UM CASO DE EJACULAÇÃO RETARDADA EM PACIENTE COM TAG E TOC
A CASE OF DELAYED EJACULATION IN A PATIENT WITH GAD AND OCD
DOI:
https://doi.org/10.35919/rbsh.v31i2.676Keywords:
Delayed Ejaculation, Anxiety, Obsessive-compulsive, MedicationsAbstract
Delayed ejaculation (DE) is an uncommon condition for which there is no consensus regarding drug treatment. It is essential that organic etiologies are properly diagnosed and treated, as is the case with hypothyroidism, androgenic deficiency and delays due to the action of medications, including several antidepressants. However, many patients have ejaculatory delay and anorgasmia due only to psychogenic reasons. Thus, psychiatry diagnosis is very important for choosing the best drug approach for each individual.

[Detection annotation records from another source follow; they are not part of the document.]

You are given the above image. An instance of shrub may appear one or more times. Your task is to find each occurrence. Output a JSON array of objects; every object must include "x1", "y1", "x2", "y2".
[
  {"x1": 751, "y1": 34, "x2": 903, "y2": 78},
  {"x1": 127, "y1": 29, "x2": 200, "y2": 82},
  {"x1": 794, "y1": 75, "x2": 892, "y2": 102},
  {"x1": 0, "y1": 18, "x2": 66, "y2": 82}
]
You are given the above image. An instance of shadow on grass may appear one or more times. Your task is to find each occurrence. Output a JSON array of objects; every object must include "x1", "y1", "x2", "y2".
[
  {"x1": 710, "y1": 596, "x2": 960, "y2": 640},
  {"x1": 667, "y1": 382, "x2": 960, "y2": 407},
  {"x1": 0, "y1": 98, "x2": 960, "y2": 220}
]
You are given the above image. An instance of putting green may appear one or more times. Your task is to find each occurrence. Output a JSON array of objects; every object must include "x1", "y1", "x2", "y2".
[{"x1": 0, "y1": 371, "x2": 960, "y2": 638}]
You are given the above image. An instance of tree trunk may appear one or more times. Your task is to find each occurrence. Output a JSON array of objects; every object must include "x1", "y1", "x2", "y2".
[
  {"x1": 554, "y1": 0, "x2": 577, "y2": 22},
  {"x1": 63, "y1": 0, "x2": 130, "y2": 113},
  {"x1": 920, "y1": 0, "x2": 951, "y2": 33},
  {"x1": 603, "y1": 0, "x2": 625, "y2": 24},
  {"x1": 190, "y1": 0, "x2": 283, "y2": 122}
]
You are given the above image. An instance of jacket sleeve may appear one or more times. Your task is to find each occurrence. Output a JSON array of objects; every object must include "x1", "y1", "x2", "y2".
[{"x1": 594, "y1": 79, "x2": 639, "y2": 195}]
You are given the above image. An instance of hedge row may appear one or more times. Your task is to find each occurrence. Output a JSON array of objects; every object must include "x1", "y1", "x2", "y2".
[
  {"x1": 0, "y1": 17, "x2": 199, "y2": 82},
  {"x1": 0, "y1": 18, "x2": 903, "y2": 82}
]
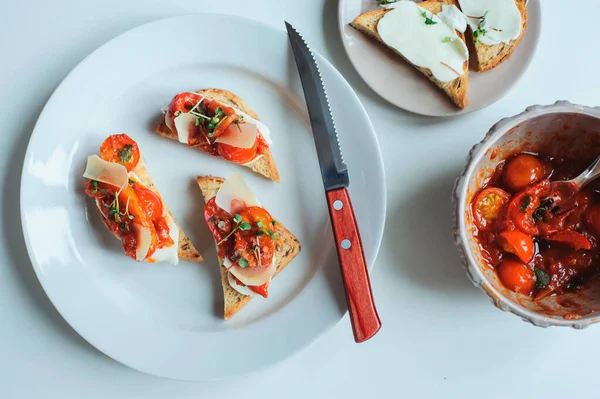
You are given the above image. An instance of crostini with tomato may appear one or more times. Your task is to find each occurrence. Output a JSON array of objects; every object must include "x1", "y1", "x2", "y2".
[
  {"x1": 156, "y1": 89, "x2": 279, "y2": 182},
  {"x1": 83, "y1": 134, "x2": 202, "y2": 264},
  {"x1": 197, "y1": 173, "x2": 300, "y2": 320}
]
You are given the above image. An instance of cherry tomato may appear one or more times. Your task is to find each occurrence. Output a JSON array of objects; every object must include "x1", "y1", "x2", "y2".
[
  {"x1": 472, "y1": 187, "x2": 510, "y2": 229},
  {"x1": 204, "y1": 100, "x2": 238, "y2": 138},
  {"x1": 100, "y1": 133, "x2": 140, "y2": 172},
  {"x1": 498, "y1": 259, "x2": 535, "y2": 295},
  {"x1": 217, "y1": 140, "x2": 258, "y2": 163},
  {"x1": 502, "y1": 154, "x2": 546, "y2": 193},
  {"x1": 585, "y1": 204, "x2": 600, "y2": 235},
  {"x1": 130, "y1": 183, "x2": 163, "y2": 220},
  {"x1": 168, "y1": 92, "x2": 202, "y2": 119},
  {"x1": 497, "y1": 230, "x2": 535, "y2": 263},
  {"x1": 507, "y1": 179, "x2": 550, "y2": 236},
  {"x1": 546, "y1": 230, "x2": 592, "y2": 251},
  {"x1": 234, "y1": 206, "x2": 278, "y2": 267}
]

In the clinical case presented, the individual has symptoms of Generalized Anxiety Disorder (GAD) in addition to the sexual condition of DE, Obsessive Compulsive Disorder (OCD) and a history of Excessive Sexual Impulse. All possible organic causes were duly ruled out. Therefore, drug treatment required drugs that act on generalized anxiety and OCD, not worsening the DE and, if possible, improving it. As the action of serotonin on the 5HT2A post synaptic receptor tends to inhibit the medullary reflex of orgasm, Mirtazapine (anti 5HT2A) was chosen. It also helped to improve his insomnia by the antihistamine effect. Buspirone was added due to the fact that it is a dopaminergic anxioliytic, which can improve both sexual desire eventually impaired by Mirtazapine and DE itself.